2014-12-09

PBOC Steps In, Shanghai Composite Gives up 3 Days of Gains

Early Tuesday the story was the PBOC stood by on Monday and let the market take the yuan lower. On Tuesday, the PBOC and regulators chipped in, with the PBOC following the market lower and weakening the yuan.

China bond yields spike after corporate debt market crackdown
China Development Bank bond yields rose nearly 30 basis points at market open on Tuesday, traders said, as the market reacted to new corporate bond market restrictions announced on Monday afternoon.
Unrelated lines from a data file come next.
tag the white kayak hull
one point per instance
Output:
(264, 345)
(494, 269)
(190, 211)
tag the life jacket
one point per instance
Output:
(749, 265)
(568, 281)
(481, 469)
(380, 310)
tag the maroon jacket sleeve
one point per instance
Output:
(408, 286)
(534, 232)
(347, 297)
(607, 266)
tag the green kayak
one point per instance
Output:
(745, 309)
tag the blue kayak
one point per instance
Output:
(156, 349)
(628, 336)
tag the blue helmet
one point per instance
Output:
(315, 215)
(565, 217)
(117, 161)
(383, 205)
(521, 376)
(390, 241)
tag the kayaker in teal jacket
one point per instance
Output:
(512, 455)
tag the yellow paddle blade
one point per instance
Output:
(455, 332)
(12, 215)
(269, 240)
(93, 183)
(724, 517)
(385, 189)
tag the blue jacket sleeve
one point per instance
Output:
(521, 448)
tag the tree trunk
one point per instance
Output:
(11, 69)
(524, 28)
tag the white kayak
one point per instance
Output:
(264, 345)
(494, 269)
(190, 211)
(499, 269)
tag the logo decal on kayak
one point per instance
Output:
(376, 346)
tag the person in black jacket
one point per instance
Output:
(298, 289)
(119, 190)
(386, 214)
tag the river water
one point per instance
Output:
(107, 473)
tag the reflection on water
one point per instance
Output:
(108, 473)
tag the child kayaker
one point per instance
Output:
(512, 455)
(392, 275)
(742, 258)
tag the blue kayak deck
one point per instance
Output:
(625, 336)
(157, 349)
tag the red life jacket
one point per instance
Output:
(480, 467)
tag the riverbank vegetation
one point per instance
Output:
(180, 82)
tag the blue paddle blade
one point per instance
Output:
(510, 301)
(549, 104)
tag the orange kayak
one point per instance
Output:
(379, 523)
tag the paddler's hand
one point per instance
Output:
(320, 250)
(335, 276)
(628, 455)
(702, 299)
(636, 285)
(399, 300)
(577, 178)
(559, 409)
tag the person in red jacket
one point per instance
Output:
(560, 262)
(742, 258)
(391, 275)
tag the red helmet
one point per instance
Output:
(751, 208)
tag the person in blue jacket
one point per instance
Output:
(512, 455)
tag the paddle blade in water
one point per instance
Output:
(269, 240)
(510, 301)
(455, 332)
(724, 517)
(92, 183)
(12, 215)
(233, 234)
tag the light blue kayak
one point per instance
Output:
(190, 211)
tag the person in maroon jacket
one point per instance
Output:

The benchmark government bond future contract also reacted, sliding over 1 percent in morning trade.

China's official bond clearing house surprised traders when it clamped down on the corporate bond market on Monday, excluding about 500 billion yuan ($81 billion) worth of corporate bonds from being used for bond repurchase agreements.

China Stocks, Currency and Corporate Bonds Fall
The selloff started in the bond market, as traders rushed to sell and raise cash after a regulator banned investors from using low-grade corporate debt as collateral to borrow cash. The turmoil then spread to the yuan, which recorded its biggest two-day tumble ever. Later, the benchmark Shanghai index slumped 5.4% to record its biggest fall since 2009.

....According to estimates from Shenyin Wanguo Securities, the total value of corporate bonds disqualified as repo collateral under the new rule exceeds 1.25 trillion yuan, or 60% of all outstanding corporate bonds listed on China’s two stock exchanges.

I like this line:
The sudden moves serve as a reminder to global investors about the country’s shaky finances, just as China opens up its capital markets more to overseas cash.
Does it remind you of China's shaky finances, or does it remind you that China's regulators sometimes do their jobs?

The biggest plunge in the Shanghai Composite since 2009 erased a whole 3 days of trading. The index closed at levels above its December 3 close. Have the regulators shaken the "mad cow" out the market?